🎬

FFmpeg — The Swiss Army Knife That Has Powered Media for 25 Years

Architecture, codec abstraction, filter graphs, hardware acceleration — dissecting FFmpeg internals

What Is FFmpeg?

FFmpeg is both a CLI tool and a collection of libraries. "FF" stands for Fast Forward, "mpeg" comes from the video standards group name. Created by Fabrice Bellard in 2000, it's been developed by hundreds of contributors including Michael Niedermayer.

One-line summary: it can take virtually any media format as input and produce virtually any media format as output.

ffmpeg -i input.mov -c:v libx264 -c:a aac output.mp4

This single line converts a MOV file to MP4 with H.264 video + AAC audio.

Core Components

The FFmpeg project consists of multiple binaries and libraries.

Binaries:

ffmpeg — main CLI for media conversion and encoding
ffprobe — media file metadata and stream info query
ffplay — SDL-based simple media player

Libraries (libav*):

libavcodec — codec implementations (H.264, HEVC, VP9, AV1, AAC, Opus, etc.)
libavformat — container format handling (MP4, MKV, WebM, FLV, HLS, etc.)
libavfilter — filter graphs (scaling, cropping, overlay, color correction, etc.)
libavutil — common utilities (math, pixel formats, error codes, etc.)
libswscale — pixel format conversion + scaling
libswresample — audio resampling + format conversion
libavdevice — capture device I/O (camera, mic, screen capture)

Processing Pipeline

FFmpeg's data flow:

Input → Demux → Decode → Filter → Encode → Mux → Output

Demuxing (libavformat) — separates individual streams (video, audio, subtitles) from containers.

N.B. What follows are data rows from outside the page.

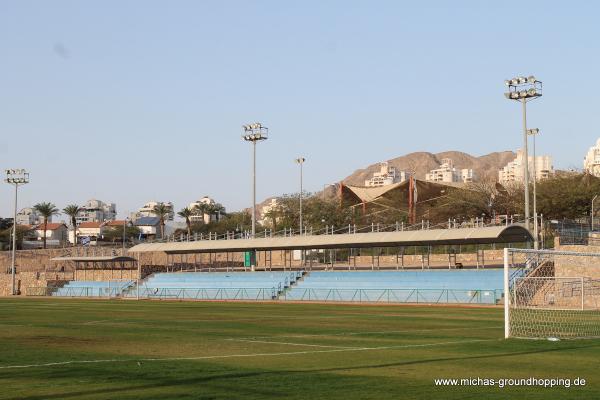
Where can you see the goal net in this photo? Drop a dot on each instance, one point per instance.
(551, 294)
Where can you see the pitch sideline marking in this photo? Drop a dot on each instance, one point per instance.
(292, 344)
(362, 333)
(242, 355)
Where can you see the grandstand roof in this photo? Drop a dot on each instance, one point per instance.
(93, 258)
(496, 234)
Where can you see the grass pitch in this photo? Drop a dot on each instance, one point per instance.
(86, 349)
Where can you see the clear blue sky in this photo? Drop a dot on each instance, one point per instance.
(129, 101)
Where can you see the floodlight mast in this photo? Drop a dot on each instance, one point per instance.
(523, 90)
(254, 133)
(15, 177)
(533, 132)
(300, 161)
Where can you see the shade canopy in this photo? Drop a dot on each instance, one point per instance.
(515, 233)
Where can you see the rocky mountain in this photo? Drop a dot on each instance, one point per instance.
(485, 167)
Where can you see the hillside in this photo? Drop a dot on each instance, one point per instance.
(485, 167)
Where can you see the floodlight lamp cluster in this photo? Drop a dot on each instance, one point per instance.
(522, 88)
(254, 132)
(16, 176)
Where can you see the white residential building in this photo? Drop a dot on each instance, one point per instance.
(513, 171)
(97, 211)
(29, 216)
(591, 162)
(262, 218)
(446, 172)
(147, 210)
(206, 217)
(386, 176)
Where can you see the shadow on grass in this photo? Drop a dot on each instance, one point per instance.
(173, 382)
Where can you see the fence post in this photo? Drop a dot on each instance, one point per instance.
(582, 293)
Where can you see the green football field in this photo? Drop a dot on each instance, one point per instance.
(86, 349)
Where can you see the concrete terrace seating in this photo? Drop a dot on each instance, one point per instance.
(216, 285)
(425, 286)
(92, 289)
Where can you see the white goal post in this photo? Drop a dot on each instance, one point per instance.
(551, 294)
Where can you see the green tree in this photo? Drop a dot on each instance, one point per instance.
(72, 210)
(201, 210)
(567, 195)
(186, 213)
(162, 211)
(46, 210)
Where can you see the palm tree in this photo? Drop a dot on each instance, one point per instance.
(46, 210)
(219, 210)
(162, 211)
(202, 209)
(72, 210)
(187, 213)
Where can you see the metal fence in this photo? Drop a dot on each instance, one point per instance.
(205, 293)
(429, 296)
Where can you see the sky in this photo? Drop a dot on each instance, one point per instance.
(132, 101)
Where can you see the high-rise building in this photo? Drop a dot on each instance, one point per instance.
(29, 216)
(446, 172)
(386, 176)
(97, 211)
(513, 171)
(591, 162)
(147, 210)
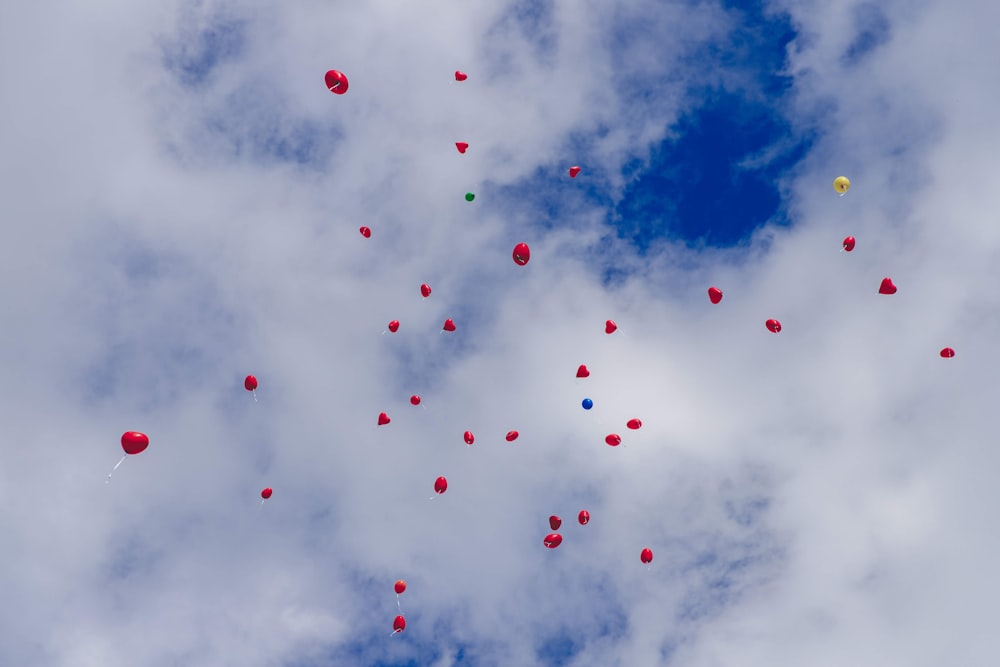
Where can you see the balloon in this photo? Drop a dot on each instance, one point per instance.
(440, 485)
(522, 253)
(336, 82)
(134, 442)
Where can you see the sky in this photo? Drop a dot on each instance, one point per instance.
(182, 200)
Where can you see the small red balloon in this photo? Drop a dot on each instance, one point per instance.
(134, 442)
(521, 254)
(336, 82)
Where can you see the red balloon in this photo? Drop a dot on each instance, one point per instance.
(134, 442)
(336, 82)
(521, 254)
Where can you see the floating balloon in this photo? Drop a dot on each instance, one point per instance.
(336, 82)
(521, 254)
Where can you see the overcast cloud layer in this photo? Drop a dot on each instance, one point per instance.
(182, 199)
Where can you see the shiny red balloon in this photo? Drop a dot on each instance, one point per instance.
(134, 442)
(336, 82)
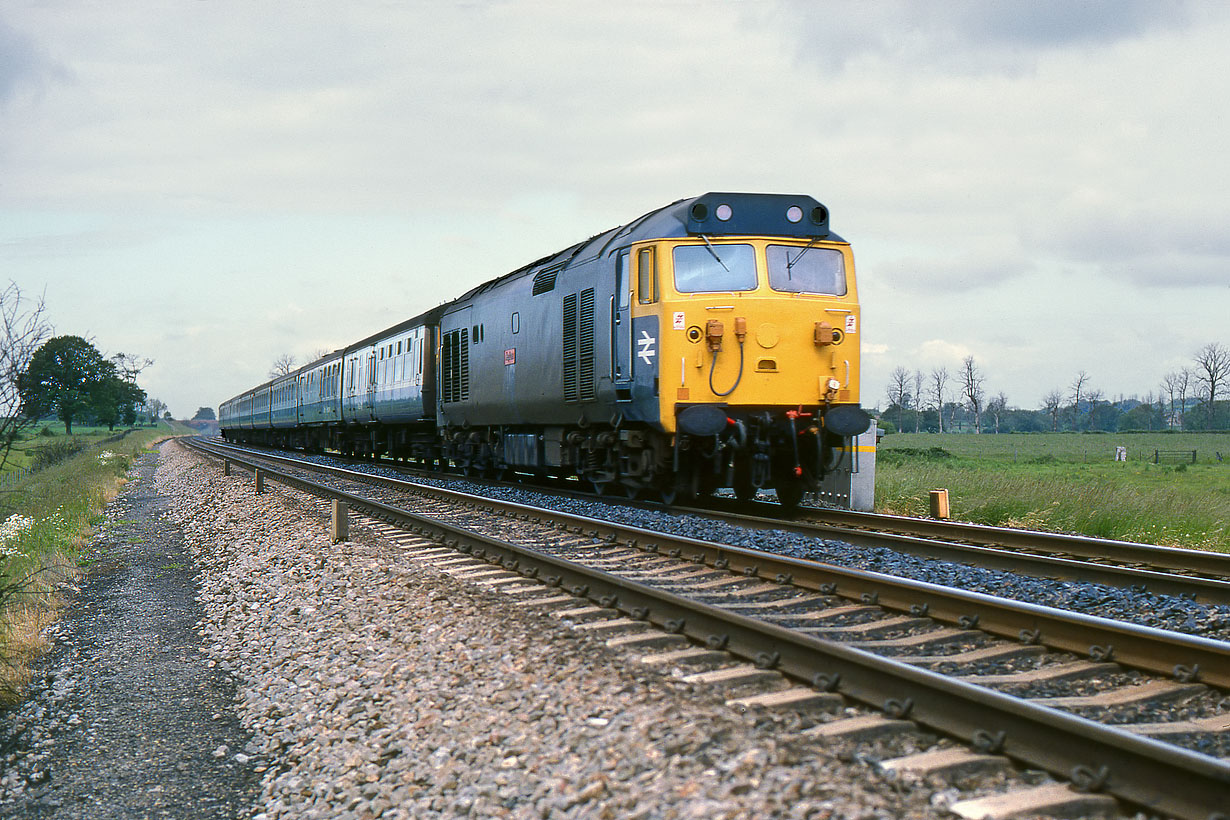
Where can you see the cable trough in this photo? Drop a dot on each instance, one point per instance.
(710, 609)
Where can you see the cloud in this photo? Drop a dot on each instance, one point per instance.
(22, 64)
(964, 36)
(1146, 244)
(974, 267)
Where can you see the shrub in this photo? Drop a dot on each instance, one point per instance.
(53, 453)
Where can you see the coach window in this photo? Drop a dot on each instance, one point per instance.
(646, 277)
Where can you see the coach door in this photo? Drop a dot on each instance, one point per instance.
(621, 330)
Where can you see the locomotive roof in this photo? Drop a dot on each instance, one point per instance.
(711, 214)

Extracts compressed packets
Decoding (libavcodec) — decodes compressed packets to raw frames. Video becomes YUV/RGB pixel data, audio becomes PCM samples
Filtering (libavfilter) — applies filter chains to raw frames. Scaling, cropping, color correction, text overlay, denoising, etc.
Encoding (libavcodec) — re-compresses processed frames. Encodes according to target codec, bitrate, and quality settings
Muxing (libavformat) — wraps encoded streams into a container and writes the output file

In stream copy mode (-c copy), decoding/encoding is skipped and packets are remuxed as-is. Used when changing containers without quality loss.

Codec Abstraction

The core of libavcodec is the AVCodec struct. Every codec (H.264, HEVC, VP9, AV1, ...) implements the same interface.

typedef struct AVCodec {
    const char *name;           // "libx264", "h264_nvenc", etc.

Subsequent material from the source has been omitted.